It's important to recognize that nobody thinks their beliefs are wrong — that would violate the definition of a belief. Most people who hold fringe beliefs are aware that others do not embrace them — cue the familiar position "Scientists don't accept this idea because they can't fit it into their worldview." In short, when we observe that others disagree with our beliefs, logic mandates that it is they who are wrong. Beliefs are those ideas that we believe to be true. Therefore we cannot accept that a genuinely skeptical process of following the evidence would show our beliefs to be untrue. When someone disputes our beliefs, and claims to have arrived at that conclusion skeptically, we know they're wrong. We determine that their process was not skeptical, but cynical.

So, each week, I get emails from people who tell me I wasn't skeptical enough when I attacked their sacred cow, and that I defaulted to the easy position of cynicism. Had I been more skeptical and open-minded, they say, I would have come to see the truth. I'm cynical about reflexology. I'm cynical about alien visitation. I'm cynical about faith healing or psychic premonition or the value of detox cleanses.

Cynicism is like pornography in that it can be hard to define, but we know it when we see it. It can be defaulting to a position of negativity. It can be the assumption of negative motives. It can mean putting our own position on a pedestal and laughing off every other position. This is when cynicism is the most tempting: we hold a position we know (or believe) to be true, and someone else expresses a position that's the opposite. We tend to react with a negative view toward that person's position, without thinking whether we should question our own position.

There are a number of circumstances in which someone like me, who tries to be responsibly skeptical, gets accused of being only a mere cynic. Obviously one of the circumstances would be when I actually am being cynical. I do it, we all do. More than we should. But when I'm here in my chair, working carefully and double checking myself, never speaking off the cuff and always with a chance to go back and edit myself, it's pretty rare.

But if that is what happened — if a listener caught me asleep at the wheel and being cynical — that still wouldn't make my conclusions wrong.

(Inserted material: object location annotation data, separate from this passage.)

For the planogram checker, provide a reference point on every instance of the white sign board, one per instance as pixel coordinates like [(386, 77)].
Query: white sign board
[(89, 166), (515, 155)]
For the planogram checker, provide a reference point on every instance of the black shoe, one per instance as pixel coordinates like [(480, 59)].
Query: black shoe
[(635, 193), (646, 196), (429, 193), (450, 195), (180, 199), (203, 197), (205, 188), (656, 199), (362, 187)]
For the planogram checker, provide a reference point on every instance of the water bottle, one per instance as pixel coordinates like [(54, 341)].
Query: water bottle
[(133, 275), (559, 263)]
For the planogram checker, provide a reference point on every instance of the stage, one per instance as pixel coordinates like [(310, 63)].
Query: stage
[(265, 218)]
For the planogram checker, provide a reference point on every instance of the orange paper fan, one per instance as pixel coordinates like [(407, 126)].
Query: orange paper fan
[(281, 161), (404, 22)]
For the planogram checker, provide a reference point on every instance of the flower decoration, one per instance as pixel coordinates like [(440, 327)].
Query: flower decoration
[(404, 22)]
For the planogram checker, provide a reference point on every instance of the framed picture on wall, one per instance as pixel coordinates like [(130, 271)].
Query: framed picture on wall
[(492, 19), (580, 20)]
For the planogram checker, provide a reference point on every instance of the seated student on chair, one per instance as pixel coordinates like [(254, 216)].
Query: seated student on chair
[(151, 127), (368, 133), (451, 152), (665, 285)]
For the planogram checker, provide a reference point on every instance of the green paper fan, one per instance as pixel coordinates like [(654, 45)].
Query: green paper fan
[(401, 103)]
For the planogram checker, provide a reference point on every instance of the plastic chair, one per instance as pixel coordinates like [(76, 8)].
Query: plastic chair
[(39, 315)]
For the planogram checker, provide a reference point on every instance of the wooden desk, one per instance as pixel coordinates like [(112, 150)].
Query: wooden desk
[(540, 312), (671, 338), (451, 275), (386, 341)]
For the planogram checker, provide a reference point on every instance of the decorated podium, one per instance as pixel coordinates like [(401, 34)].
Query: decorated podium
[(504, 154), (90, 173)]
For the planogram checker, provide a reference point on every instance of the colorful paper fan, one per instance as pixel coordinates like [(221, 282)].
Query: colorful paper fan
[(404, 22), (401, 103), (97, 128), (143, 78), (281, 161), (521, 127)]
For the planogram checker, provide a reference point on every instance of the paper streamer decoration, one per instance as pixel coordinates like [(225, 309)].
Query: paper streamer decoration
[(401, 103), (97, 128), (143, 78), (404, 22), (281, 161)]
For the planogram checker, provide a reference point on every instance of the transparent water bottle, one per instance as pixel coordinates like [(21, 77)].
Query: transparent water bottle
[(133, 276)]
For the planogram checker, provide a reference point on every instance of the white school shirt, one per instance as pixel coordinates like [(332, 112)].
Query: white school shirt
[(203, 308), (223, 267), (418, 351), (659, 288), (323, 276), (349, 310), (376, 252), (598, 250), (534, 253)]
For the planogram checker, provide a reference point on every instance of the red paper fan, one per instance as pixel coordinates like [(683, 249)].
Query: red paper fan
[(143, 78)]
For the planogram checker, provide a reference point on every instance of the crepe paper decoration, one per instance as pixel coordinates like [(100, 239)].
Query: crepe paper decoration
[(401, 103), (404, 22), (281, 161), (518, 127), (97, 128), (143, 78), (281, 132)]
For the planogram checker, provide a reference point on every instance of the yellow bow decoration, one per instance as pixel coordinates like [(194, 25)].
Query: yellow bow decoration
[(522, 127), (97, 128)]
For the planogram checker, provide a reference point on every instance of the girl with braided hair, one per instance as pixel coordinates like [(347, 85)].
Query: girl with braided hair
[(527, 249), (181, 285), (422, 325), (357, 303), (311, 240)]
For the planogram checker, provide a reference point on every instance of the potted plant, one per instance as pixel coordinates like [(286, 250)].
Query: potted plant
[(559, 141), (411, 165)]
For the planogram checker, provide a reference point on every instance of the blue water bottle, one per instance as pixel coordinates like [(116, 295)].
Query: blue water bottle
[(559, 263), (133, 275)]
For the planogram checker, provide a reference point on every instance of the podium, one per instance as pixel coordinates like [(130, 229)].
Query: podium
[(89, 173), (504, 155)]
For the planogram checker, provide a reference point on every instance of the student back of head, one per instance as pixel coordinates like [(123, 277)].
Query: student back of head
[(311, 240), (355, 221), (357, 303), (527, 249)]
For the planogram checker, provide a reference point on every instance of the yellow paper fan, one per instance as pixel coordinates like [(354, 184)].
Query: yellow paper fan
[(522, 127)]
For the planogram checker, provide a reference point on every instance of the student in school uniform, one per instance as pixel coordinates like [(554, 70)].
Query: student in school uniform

All it would prove is that I just didn't try very hard to make sure it's right.

Another such circumstance under which I am called a cynic is when I voice a conclusion that differs from some listener's preferred conclusion. Calling me a cynic is an easy way to dismiss my process that led me to the unwanted conclusion. It suggests that I just waved my hand at some idea that contradicted my own preferred dogma, and I said some negative stuff about it. You see, if my negativity toward the idea is due to mere cynicism rather than to responsible skepticism, the door is left open for the idea to still meet scientific standards. So leveling that charge against me is a pretty attractive prospect.

However, merely accusing me of cynicism instead of skepticism simply because you didn't like what I had to say is, itself, cynical. It is the assumption of a negative motivation on my part, or at the very least the assumption of intellectual laziness. I get this a lot from 9/11 truthers and other conspiracy theorists. They often accuse me of not being skeptical enough about the government. By dismissing their preferred conspiracy theory, they say I am being cynical and not skeptical. A truly skeptical analysis, they say — an examination of the government's processes based on proven evidence — would reveal the government to be a slick, well-oiled, watertight disinformation machine. They say.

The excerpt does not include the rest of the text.